The rocket burst. For a minute it made all that part of the black country stand out as under lightning. “Crash!” said the ship. Over the bluejackets swept the shells, and burst.
“Crash!” said another ship.
“Apparently effective,” said the wireless again. “Shall send patrols forward.” And again it spoke, in half an hour: “Enemy driven back. Our patrols hold road. Barb wire entanglements completed. Scouts in. Report land clear, except for enemy cavalry in force inland out of range.”
The Transports
“Now!” said the cruiser’s wireless, speaking once more into the sea.
Silent, formless, black, four vast ships, long and twice as tall as the cruisers, came slowly in among them.
These were the transports, sealed that not a thread of light should shine from them to betray them to the thing that all the fleet dreaded more than anything else—the under-water lance of a submarine’s torpedo.

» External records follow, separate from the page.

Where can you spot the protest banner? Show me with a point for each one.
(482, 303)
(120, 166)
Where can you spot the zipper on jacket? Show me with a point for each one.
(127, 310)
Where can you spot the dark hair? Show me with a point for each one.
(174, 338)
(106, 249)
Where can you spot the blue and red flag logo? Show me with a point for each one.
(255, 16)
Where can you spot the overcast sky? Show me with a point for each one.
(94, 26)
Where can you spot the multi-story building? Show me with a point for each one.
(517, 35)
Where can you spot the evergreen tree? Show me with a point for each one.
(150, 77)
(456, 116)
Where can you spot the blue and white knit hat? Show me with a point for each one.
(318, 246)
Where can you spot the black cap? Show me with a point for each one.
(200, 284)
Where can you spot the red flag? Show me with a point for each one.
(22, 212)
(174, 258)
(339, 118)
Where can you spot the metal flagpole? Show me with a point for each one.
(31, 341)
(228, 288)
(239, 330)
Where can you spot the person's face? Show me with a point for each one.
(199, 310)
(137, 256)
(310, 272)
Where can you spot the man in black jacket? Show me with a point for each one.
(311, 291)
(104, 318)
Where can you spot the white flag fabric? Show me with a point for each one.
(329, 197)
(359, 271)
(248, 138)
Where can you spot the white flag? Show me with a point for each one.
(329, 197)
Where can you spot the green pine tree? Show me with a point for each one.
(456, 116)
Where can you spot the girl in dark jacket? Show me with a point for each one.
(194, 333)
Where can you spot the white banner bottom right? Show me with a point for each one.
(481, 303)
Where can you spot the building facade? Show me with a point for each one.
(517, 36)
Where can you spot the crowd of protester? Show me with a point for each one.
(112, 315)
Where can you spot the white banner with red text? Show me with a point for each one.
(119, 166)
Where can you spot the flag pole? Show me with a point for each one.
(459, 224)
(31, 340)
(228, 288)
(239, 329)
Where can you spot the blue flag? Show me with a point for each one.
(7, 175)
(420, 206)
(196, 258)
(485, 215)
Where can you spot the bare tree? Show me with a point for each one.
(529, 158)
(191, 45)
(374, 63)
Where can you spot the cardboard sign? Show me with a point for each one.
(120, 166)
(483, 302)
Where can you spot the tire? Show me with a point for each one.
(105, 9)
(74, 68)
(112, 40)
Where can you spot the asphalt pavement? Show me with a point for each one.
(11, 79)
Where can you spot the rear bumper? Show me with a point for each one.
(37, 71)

Under water the submarine is always blind, even when the brightest light of the noon-day sun shines vertically into the ocean. It can see only with its periscope eye above the surface.
At night the periscope cannot see. Then the submarine ceases to be useful as a submarine. It can act still; but only on the surface, like any other torpedo boat.
Two score destroyers, each of thirty knots, each armed with from four to ten 3-inch guns and rapid-firers, circled around the transports. Twice as swift as the surface-speed of the swiftest submarine, armed overwhelmingly, they could defy surface attack.[31]